So tough is it, so BRUTAL that even I have to sometimes wonder if I should do something easier. 

I dont, of course!

But here is what Tommy, a former wrassler (high school, I believe) in ... I think Turkey, it was? Currently in china wrote back on Animal Kingdom Workouts (he bought this last week). 

"Rahul, this is not just normal exercise workout! This is AWE inspirengly BRUTAL exercise routune!

Now, I modified what he said a bit, but thats the gist of it obviously. (I simply made it shorter, much like I refer to myself as the Stella Artois of Fitness - that isn't me that said that - I simply shortered the original remark to something easy to type and remember!). 

(Especially after one too many Stellas, hehe, and I dont mean the heffas and Stellas Bozo Schofield so loves and adores (their backsides especially)). 

Cow Schofield, we should call "her", the amount of grazing Miss Bozo Schofield does.

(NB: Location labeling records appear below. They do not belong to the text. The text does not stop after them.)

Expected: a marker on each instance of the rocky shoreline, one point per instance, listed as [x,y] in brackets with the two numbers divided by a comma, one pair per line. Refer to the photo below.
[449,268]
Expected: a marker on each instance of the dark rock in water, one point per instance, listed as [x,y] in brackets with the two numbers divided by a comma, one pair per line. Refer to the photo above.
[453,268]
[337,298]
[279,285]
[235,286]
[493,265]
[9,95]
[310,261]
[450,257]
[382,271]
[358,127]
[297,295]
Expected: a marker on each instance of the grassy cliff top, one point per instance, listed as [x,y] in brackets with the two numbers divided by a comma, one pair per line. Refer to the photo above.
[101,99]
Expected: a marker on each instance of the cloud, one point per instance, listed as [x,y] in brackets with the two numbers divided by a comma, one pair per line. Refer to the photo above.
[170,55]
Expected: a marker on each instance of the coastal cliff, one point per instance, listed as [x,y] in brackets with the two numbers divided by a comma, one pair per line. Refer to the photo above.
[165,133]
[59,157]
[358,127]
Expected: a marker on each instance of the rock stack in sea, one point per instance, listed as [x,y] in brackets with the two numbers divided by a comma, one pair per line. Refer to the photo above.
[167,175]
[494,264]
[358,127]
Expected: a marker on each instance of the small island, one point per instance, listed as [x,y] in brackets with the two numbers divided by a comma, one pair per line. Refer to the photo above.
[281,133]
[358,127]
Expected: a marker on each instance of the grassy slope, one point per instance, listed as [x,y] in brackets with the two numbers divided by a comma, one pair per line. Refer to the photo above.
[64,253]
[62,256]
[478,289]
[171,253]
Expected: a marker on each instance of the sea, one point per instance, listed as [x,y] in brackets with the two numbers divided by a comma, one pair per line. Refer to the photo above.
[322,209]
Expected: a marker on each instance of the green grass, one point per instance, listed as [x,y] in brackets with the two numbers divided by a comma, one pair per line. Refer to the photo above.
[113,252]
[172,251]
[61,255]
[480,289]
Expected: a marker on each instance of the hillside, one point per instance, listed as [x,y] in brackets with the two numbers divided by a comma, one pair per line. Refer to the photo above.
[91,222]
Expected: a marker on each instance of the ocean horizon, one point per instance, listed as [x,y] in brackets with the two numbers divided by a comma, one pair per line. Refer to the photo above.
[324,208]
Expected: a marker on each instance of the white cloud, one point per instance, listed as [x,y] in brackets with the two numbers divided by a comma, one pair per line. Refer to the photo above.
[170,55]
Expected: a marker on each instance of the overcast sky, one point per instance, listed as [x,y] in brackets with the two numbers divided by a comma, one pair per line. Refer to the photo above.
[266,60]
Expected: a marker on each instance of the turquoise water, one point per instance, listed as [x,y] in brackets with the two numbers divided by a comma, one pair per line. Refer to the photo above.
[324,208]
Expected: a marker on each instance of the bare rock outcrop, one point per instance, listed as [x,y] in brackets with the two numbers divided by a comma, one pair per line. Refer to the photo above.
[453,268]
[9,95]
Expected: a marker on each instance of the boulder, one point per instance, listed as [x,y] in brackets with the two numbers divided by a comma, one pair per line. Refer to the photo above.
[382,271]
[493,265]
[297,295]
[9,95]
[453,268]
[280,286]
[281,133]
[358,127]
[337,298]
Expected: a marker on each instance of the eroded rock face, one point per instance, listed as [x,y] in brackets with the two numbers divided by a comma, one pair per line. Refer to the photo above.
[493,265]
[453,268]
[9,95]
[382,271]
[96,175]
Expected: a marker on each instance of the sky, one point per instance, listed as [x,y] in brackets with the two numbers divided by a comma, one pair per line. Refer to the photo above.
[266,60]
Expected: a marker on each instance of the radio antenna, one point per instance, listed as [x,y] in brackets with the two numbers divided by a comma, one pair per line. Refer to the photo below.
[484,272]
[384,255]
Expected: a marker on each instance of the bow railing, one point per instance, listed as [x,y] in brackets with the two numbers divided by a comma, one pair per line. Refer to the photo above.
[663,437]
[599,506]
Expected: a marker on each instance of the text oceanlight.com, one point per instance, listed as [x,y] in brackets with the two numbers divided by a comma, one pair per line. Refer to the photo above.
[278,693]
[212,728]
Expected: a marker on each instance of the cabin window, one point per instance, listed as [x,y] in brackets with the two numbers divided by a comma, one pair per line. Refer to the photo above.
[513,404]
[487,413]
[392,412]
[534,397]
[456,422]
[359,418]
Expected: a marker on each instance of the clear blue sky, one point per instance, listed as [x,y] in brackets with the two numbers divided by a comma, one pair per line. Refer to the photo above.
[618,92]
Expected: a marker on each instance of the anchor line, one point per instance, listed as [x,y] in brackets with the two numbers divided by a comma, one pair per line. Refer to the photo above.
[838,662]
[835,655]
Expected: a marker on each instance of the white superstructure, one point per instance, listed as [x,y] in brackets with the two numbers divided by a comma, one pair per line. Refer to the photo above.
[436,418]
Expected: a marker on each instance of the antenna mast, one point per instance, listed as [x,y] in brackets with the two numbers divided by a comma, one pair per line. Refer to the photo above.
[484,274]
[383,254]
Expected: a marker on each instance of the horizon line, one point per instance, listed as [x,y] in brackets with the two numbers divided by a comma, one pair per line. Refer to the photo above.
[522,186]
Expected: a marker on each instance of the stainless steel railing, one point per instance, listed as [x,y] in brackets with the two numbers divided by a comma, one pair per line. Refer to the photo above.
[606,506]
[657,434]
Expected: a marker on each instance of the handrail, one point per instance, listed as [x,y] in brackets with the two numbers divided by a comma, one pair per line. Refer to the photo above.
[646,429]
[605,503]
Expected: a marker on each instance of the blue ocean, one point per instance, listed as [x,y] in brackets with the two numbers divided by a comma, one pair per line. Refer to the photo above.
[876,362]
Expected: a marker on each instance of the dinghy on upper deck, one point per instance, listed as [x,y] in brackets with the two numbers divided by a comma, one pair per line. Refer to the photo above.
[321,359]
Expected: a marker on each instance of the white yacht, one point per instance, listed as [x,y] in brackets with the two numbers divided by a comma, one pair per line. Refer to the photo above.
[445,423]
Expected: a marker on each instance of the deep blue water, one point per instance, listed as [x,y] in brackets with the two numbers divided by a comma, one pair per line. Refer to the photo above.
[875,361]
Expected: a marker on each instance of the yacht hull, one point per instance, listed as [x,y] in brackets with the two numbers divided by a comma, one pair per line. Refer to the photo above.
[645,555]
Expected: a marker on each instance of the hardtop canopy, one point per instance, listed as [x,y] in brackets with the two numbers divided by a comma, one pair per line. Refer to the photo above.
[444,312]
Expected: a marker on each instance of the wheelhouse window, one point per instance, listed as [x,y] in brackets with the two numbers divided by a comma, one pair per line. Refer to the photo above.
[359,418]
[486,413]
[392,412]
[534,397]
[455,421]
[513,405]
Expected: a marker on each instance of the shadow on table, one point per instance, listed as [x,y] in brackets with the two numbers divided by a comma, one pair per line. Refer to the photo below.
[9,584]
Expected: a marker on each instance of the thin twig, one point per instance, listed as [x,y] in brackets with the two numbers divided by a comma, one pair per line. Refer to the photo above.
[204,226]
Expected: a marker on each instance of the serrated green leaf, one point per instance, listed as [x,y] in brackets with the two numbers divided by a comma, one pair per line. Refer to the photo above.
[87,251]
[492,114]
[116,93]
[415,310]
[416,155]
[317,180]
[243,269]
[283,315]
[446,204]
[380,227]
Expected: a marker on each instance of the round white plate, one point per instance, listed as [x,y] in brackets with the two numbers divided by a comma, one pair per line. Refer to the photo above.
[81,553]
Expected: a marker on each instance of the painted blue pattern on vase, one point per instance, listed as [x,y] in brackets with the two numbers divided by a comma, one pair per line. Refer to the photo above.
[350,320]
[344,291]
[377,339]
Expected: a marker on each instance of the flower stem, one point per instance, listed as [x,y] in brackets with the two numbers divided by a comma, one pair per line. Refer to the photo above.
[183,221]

Hehe. 

But anyway, Miss Schofield aside . . . 

Tommy said some other things also - in short, it was a book that floored him, and this is a former wrassler that said it. 

Now, Tommy hasn't wrestled for years. 

But there are customers, my friend - that have been into SERIOUS, SERIOUS, physical activity for YEARS - and that have said the same thing about not just Animal Kingdom Workouts, but ALL my books. 

Indeed, my training isn't for pussies, as Charles Mitchell, ex cop said. 

And it never ever will be. 

I will never compromise on who I AM!

Not for sales, not for nuttin (though I do pretty well in the former regard I'd say). 

Ex cops. 

Former Elite Marines. 

Army. 

And of course, Ji Jitsu experts and the like . . . Former Samurais. 

The list is legion. 

Let me tell you, my friend,even if I dont do a shred or ounce of marketing, my books sell themselves. Most of my customers found me on Amazon for one (where I dont "market"). (or didnt before, at least). 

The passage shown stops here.